I’m just going to state this straight up, no flowery sentences or beating around the bush: I really disliked these characters! Llewellyn and Cunningham, they’re only 21, but both are stuck up and pretentious, believing the world owes them everything though they have made no contribution to it whatsoever. They both live on government welfare, some of it ill begotten, along with Llewellyn’s young wife Aiofe and baby daughter Lily, the former who Cunningham is increasingly attracted to. They wax on and on about how they’re going to write the greatest novel of their time, yet all they do is drink beer or spirits or whatever they can find and talk about the great novels they’re going to write. They don’t work, they don’t help themselves. They are very easy to dislike.

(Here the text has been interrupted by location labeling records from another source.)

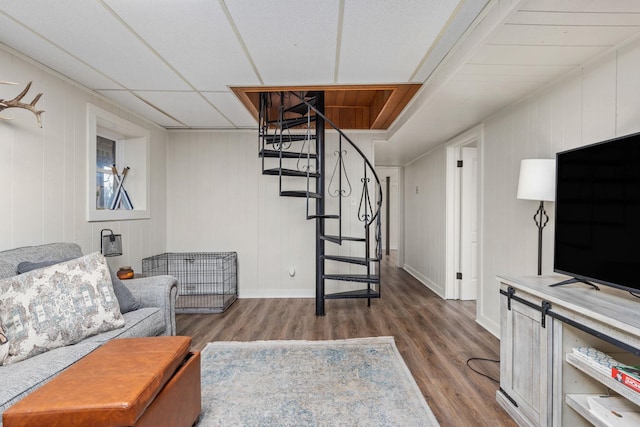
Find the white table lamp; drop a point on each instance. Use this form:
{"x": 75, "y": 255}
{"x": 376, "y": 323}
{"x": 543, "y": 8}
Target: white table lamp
{"x": 538, "y": 182}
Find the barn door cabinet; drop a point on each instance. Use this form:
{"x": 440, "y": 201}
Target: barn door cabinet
{"x": 542, "y": 383}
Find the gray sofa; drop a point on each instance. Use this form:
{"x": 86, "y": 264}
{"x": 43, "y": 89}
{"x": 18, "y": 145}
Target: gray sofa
{"x": 157, "y": 296}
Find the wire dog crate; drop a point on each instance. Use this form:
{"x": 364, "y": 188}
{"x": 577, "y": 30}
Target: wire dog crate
{"x": 207, "y": 281}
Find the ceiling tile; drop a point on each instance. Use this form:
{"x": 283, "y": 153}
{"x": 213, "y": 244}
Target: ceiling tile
{"x": 591, "y": 6}
{"x": 291, "y": 44}
{"x": 209, "y": 57}
{"x": 135, "y": 104}
{"x": 381, "y": 42}
{"x": 232, "y": 108}
{"x": 21, "y": 39}
{"x": 534, "y": 17}
{"x": 188, "y": 107}
{"x": 88, "y": 31}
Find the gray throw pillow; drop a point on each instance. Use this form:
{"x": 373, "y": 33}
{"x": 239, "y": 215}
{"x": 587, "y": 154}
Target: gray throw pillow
{"x": 126, "y": 300}
{"x": 26, "y": 266}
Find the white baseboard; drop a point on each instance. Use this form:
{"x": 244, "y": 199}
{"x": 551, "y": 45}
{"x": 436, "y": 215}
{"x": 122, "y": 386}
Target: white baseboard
{"x": 439, "y": 290}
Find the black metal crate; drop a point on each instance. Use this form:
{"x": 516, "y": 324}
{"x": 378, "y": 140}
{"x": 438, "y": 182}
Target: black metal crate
{"x": 207, "y": 281}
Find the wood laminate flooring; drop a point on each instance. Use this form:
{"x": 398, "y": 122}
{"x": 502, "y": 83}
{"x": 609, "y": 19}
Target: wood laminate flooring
{"x": 436, "y": 337}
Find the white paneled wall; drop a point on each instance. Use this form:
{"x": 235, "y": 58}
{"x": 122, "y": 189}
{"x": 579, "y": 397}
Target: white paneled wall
{"x": 43, "y": 171}
{"x": 219, "y": 201}
{"x": 424, "y": 216}
{"x": 594, "y": 103}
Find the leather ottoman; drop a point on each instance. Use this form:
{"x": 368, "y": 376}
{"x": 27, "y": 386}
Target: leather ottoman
{"x": 151, "y": 381}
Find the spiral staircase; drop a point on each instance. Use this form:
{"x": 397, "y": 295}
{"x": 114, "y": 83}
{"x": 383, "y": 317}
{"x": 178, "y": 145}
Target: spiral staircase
{"x": 294, "y": 147}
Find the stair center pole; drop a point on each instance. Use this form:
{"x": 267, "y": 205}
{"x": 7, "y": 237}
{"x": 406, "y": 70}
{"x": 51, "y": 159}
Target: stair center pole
{"x": 320, "y": 205}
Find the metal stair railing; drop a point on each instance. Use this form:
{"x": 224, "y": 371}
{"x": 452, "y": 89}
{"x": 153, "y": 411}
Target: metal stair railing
{"x": 366, "y": 211}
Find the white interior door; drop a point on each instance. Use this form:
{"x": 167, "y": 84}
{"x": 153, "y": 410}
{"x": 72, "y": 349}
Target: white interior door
{"x": 469, "y": 224}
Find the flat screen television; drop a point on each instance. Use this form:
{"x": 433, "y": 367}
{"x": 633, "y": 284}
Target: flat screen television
{"x": 597, "y": 217}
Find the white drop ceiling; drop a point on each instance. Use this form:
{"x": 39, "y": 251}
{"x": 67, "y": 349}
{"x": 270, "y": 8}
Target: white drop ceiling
{"x": 174, "y": 61}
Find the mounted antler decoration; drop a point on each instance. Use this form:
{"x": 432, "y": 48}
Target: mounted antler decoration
{"x": 15, "y": 103}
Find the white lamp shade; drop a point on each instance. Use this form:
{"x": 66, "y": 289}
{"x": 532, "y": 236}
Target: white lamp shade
{"x": 537, "y": 180}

To start with I was okay with this. The writing was really good and I was enjoying disliking them. But unfortunately by the time I was halfway through I felt pretty done with it. By the time the inevitable happened, which I could see coming a mile off, I was quite disinterested in the rest of the book and could put it down for a couple of days without thinking about it. I wasn’t excited about the book and I didn’t care what happened to the characters, which can happen when you don’t like them. Simply put, I wouldn’t like these guys if I met them. But they do sound like idealistic twenty-one year olds, not that I know much about what life was like in England in the 80s. I recognise their self-entitlement in some of the people I know, so Warner got that spot on.
I know some really smart people have talked about how great this book is, but I can’t find a whole lot more to say about it. I enjoyed the writing but the story itself couldn’t keep me interested and I didn’t feel invested. I would be curious to read Warner’s other works though and see what else he can do.